Tue | Jan 17, 2017

Tighten drug laws, say youth ... Students believe better policies would be more effective

Published:Friday | November 2, 2012 | 12:00 AM
Curtis - Photos by Ian Allen/Photographer

Jodi-Ann Gilpin, Gleaner Writer

HARRY LEE-QUEE, a sixth-form student at Jamaica College, wants a ban on all forms of drugs in Jamaica.

Speaking on Wednesday at a Youth Editors' forum hosted by The Gleaner at the Old Hope Road-based institution, Lee-Quee said politicians, over the years, have allowed a double standard, which has led to the spike in the number of teenagers abusing drugs.

"Why are liquor and cigarettes even legal if they kill millions of people every second, if you know they are bad for the masses, why make them legal in the first place? If you are going to ban the heroine, the cocaine, the marijuana, just ban everything," he said.

"What's the point of having the liquor and the cigarettes legal when they are killing the masses? he asked.

Likewise, André Curtis, a member of the panel who presented on laws that are in place to prevent drug abuse, called for tighter laws to be implemented against drug abuse among young people and also suggested that more needs to be done to enforce those that are in place.

"Important laws need to be enforced, for example, vendors should ask for verification before selling drugs to persons. There are laws that impose penalties on young people who take part in abuse activity. But the big question is, what are the measures that they have put in place to ensure full effectiveness and efficiency of these laws?"
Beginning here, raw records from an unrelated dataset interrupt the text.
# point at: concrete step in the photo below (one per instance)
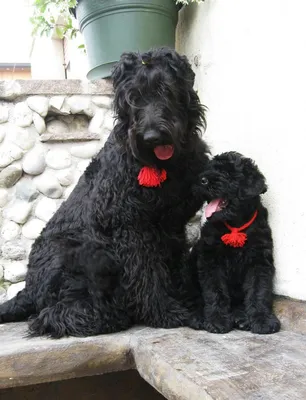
(180, 363)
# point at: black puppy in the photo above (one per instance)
(234, 256)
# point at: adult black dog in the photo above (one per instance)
(111, 255)
(234, 256)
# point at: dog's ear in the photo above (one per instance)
(254, 182)
(124, 68)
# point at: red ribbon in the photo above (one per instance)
(237, 238)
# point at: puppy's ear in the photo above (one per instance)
(124, 68)
(254, 183)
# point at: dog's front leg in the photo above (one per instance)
(258, 287)
(217, 312)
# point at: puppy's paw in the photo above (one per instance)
(265, 324)
(218, 324)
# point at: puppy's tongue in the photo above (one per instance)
(212, 207)
(164, 152)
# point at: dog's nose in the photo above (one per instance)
(151, 137)
(204, 181)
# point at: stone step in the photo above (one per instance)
(181, 363)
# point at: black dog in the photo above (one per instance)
(235, 266)
(111, 256)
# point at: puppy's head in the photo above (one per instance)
(229, 183)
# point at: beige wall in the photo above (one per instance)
(250, 61)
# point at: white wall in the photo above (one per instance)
(251, 74)
(47, 59)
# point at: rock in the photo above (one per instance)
(10, 90)
(45, 209)
(9, 153)
(102, 101)
(15, 272)
(109, 121)
(4, 114)
(39, 123)
(13, 290)
(57, 127)
(26, 190)
(68, 191)
(87, 150)
(58, 159)
(56, 104)
(48, 185)
(10, 230)
(79, 124)
(33, 228)
(10, 175)
(3, 297)
(96, 124)
(65, 177)
(82, 165)
(19, 211)
(39, 104)
(23, 115)
(33, 162)
(23, 138)
(13, 251)
(3, 197)
(81, 104)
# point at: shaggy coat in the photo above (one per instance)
(236, 283)
(112, 254)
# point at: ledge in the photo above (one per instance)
(11, 90)
(180, 363)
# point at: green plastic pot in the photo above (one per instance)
(111, 27)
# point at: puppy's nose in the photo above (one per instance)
(151, 137)
(204, 181)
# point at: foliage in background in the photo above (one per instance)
(46, 14)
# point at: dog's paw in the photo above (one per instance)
(265, 324)
(241, 320)
(218, 324)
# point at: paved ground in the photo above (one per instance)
(181, 364)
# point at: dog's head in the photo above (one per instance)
(157, 110)
(229, 184)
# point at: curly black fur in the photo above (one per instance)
(111, 255)
(236, 283)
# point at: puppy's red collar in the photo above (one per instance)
(151, 177)
(237, 238)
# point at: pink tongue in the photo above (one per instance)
(164, 152)
(212, 207)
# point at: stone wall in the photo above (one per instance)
(47, 140)
(49, 131)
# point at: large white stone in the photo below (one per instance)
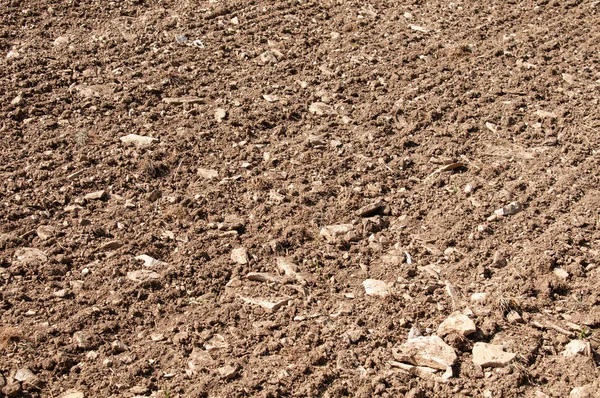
(457, 323)
(430, 351)
(490, 355)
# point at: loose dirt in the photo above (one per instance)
(167, 171)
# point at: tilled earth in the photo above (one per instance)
(446, 152)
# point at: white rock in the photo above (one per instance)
(199, 359)
(220, 114)
(457, 323)
(490, 355)
(30, 256)
(149, 261)
(321, 109)
(139, 141)
(208, 174)
(45, 232)
(374, 287)
(239, 256)
(24, 374)
(430, 351)
(332, 233)
(509, 209)
(97, 195)
(479, 298)
(142, 275)
(72, 394)
(576, 347)
(586, 391)
(561, 273)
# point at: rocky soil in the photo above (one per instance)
(299, 198)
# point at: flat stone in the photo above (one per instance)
(112, 245)
(72, 394)
(24, 375)
(430, 351)
(97, 195)
(239, 256)
(45, 232)
(200, 359)
(577, 347)
(227, 372)
(220, 114)
(457, 323)
(369, 210)
(490, 355)
(149, 261)
(586, 391)
(208, 174)
(374, 287)
(30, 256)
(333, 233)
(139, 141)
(142, 275)
(321, 109)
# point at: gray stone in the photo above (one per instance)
(490, 355)
(430, 351)
(457, 323)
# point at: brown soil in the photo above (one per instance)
(298, 114)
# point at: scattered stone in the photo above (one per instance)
(61, 41)
(118, 346)
(271, 97)
(142, 275)
(139, 390)
(98, 195)
(457, 323)
(62, 293)
(586, 391)
(263, 277)
(545, 114)
(576, 347)
(490, 355)
(561, 273)
(24, 375)
(509, 210)
(72, 394)
(239, 256)
(268, 305)
(568, 78)
(335, 233)
(45, 232)
(149, 261)
(29, 256)
(199, 359)
(232, 223)
(215, 343)
(220, 114)
(183, 100)
(81, 339)
(12, 390)
(138, 140)
(374, 287)
(228, 372)
(208, 174)
(157, 337)
(112, 245)
(369, 210)
(321, 109)
(491, 126)
(479, 298)
(514, 317)
(429, 351)
(499, 260)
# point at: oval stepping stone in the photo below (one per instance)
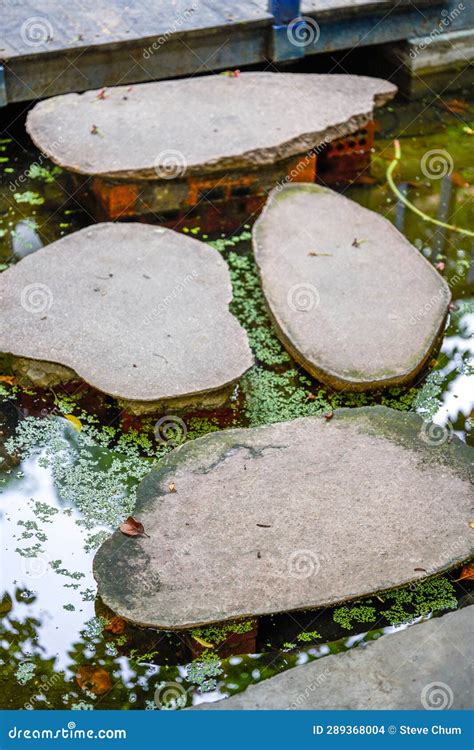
(427, 666)
(354, 303)
(229, 122)
(290, 516)
(138, 312)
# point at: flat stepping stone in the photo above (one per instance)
(202, 124)
(354, 303)
(427, 666)
(138, 312)
(290, 516)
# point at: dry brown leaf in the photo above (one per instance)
(116, 626)
(95, 679)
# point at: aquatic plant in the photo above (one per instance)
(361, 613)
(419, 600)
(203, 673)
(403, 199)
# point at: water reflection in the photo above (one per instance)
(56, 652)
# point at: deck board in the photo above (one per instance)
(98, 22)
(90, 44)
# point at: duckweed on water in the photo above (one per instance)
(100, 483)
(346, 616)
(419, 600)
(405, 604)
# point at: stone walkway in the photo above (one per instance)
(291, 516)
(354, 303)
(137, 311)
(427, 666)
(203, 124)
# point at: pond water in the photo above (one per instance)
(67, 482)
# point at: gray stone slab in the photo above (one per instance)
(427, 666)
(202, 124)
(290, 516)
(355, 304)
(137, 311)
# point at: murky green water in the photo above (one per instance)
(63, 490)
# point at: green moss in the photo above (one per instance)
(346, 616)
(203, 673)
(217, 634)
(308, 636)
(197, 427)
(407, 603)
(249, 306)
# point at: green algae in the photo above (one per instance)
(346, 616)
(308, 636)
(216, 634)
(405, 604)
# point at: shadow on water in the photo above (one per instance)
(64, 490)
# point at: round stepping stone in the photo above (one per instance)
(202, 124)
(137, 311)
(290, 516)
(427, 666)
(353, 302)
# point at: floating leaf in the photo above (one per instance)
(202, 642)
(95, 679)
(131, 527)
(34, 199)
(116, 626)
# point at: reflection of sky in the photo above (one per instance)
(59, 627)
(458, 396)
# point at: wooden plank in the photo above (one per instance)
(50, 48)
(105, 66)
(47, 26)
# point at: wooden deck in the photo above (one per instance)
(50, 47)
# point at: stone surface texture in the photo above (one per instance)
(290, 516)
(355, 304)
(427, 666)
(138, 312)
(202, 124)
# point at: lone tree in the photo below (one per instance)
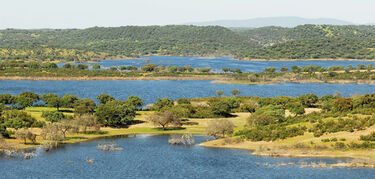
(53, 116)
(226, 70)
(116, 113)
(27, 99)
(105, 98)
(219, 93)
(297, 109)
(84, 106)
(220, 127)
(308, 100)
(85, 122)
(165, 119)
(68, 100)
(52, 100)
(135, 101)
(284, 69)
(24, 134)
(236, 92)
(96, 66)
(163, 104)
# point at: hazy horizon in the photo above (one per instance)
(45, 14)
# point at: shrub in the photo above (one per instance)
(53, 116)
(220, 127)
(165, 119)
(18, 119)
(116, 113)
(162, 104)
(183, 101)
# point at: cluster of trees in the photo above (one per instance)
(269, 120)
(131, 41)
(307, 41)
(216, 107)
(267, 36)
(37, 66)
(336, 48)
(87, 114)
(316, 68)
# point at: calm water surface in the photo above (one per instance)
(149, 91)
(147, 156)
(218, 63)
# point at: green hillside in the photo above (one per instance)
(301, 42)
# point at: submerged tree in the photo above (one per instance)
(165, 119)
(220, 127)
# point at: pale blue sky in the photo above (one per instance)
(88, 13)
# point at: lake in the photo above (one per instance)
(146, 156)
(218, 63)
(150, 91)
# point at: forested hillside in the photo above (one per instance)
(270, 35)
(306, 41)
(130, 41)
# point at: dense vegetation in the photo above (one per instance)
(130, 41)
(270, 122)
(307, 41)
(311, 73)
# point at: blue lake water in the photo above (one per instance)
(150, 91)
(151, 156)
(218, 63)
(147, 156)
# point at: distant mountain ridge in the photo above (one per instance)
(301, 42)
(273, 21)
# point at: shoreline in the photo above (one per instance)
(215, 79)
(286, 60)
(86, 78)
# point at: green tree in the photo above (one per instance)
(219, 93)
(284, 69)
(52, 100)
(237, 70)
(308, 100)
(149, 68)
(135, 101)
(105, 98)
(96, 66)
(26, 99)
(235, 92)
(7, 99)
(165, 119)
(53, 116)
(220, 127)
(297, 109)
(162, 104)
(183, 101)
(172, 69)
(84, 106)
(270, 70)
(220, 108)
(343, 104)
(82, 67)
(68, 100)
(226, 70)
(18, 119)
(116, 114)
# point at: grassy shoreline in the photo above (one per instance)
(320, 59)
(216, 79)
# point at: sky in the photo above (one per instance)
(31, 14)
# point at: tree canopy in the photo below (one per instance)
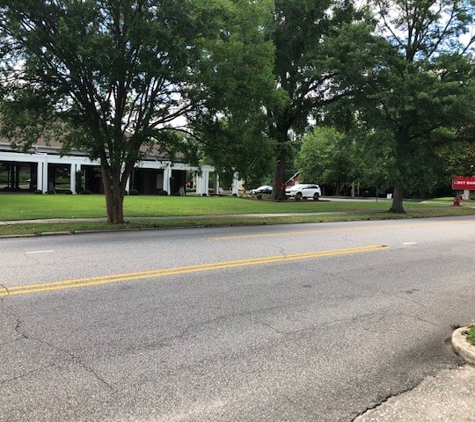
(114, 74)
(415, 92)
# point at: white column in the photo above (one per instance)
(167, 174)
(45, 174)
(216, 184)
(205, 181)
(72, 178)
(236, 184)
(39, 176)
(202, 181)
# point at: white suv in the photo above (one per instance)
(304, 191)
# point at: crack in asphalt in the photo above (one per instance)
(77, 361)
(2, 286)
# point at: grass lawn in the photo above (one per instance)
(33, 207)
(16, 207)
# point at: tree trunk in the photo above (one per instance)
(397, 207)
(279, 175)
(114, 191)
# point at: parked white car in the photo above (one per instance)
(304, 190)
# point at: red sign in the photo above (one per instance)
(463, 183)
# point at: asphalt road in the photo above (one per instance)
(314, 322)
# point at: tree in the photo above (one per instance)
(416, 88)
(322, 157)
(111, 76)
(317, 43)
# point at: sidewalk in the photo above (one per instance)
(449, 396)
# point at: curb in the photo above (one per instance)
(462, 346)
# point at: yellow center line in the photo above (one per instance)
(343, 229)
(116, 278)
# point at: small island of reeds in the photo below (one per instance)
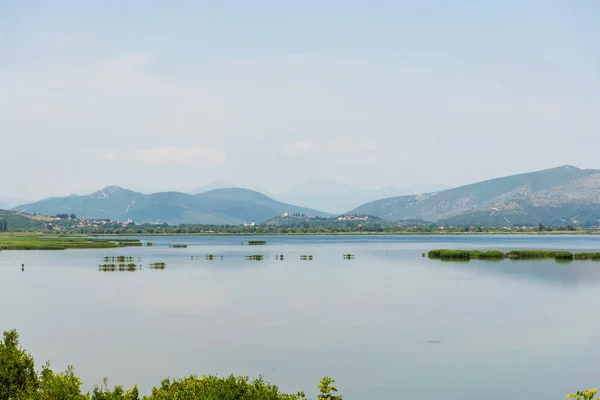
(256, 242)
(158, 265)
(560, 255)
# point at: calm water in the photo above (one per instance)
(388, 324)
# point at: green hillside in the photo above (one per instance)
(219, 206)
(16, 221)
(549, 196)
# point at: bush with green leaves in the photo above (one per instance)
(20, 381)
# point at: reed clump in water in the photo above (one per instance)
(118, 267)
(558, 255)
(158, 265)
(587, 256)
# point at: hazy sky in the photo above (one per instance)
(157, 95)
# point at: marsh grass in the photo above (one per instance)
(495, 255)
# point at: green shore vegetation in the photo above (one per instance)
(19, 380)
(41, 242)
(559, 255)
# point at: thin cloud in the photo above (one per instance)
(353, 147)
(190, 155)
(300, 147)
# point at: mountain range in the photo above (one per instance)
(557, 196)
(338, 198)
(219, 206)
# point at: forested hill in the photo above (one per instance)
(220, 206)
(557, 196)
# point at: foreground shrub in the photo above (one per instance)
(20, 381)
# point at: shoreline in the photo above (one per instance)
(552, 233)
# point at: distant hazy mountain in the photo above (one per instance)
(338, 198)
(218, 206)
(225, 185)
(212, 186)
(563, 195)
(6, 203)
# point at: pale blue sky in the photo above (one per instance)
(156, 95)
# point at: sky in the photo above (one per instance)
(155, 95)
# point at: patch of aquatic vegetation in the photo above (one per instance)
(558, 255)
(119, 259)
(118, 267)
(158, 265)
(256, 242)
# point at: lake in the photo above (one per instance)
(387, 324)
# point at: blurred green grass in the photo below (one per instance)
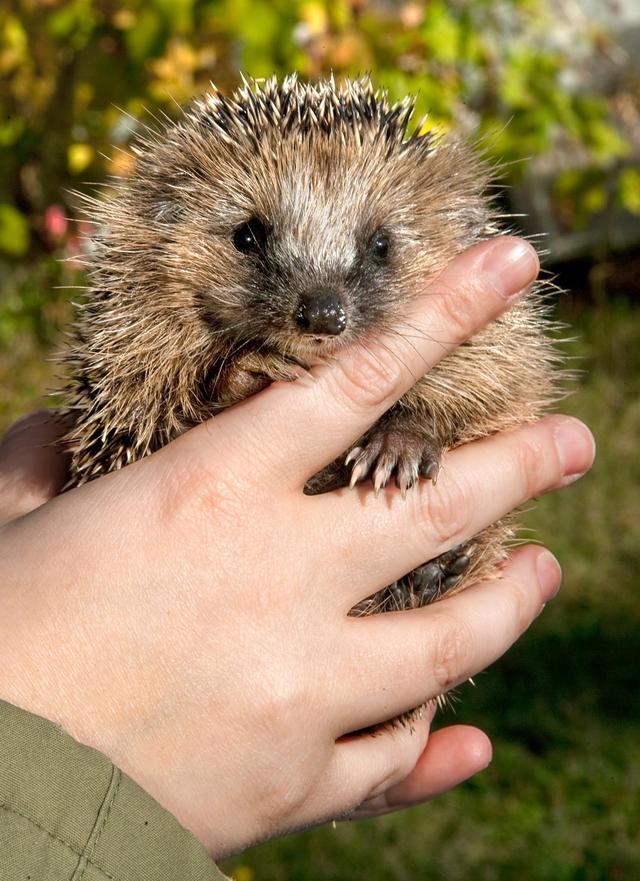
(561, 801)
"I believe the laws should be tighter, because it is harmful to young persons, and, just because it feels right, does not mean that it is right," he said.

Better policies

Zebe Williams said, however, that implementing tighter laws would not solve the problem. Instead, he noted that policies should be implemented to guide students.

"Laws should be tighter, but I think that there should be some type of policy in place that helps students and educates them at the same time, instead of locking them away. Find programmes that help them to be educated on drug use, so that they can be aware of what it (drugs) can do to them," he charged.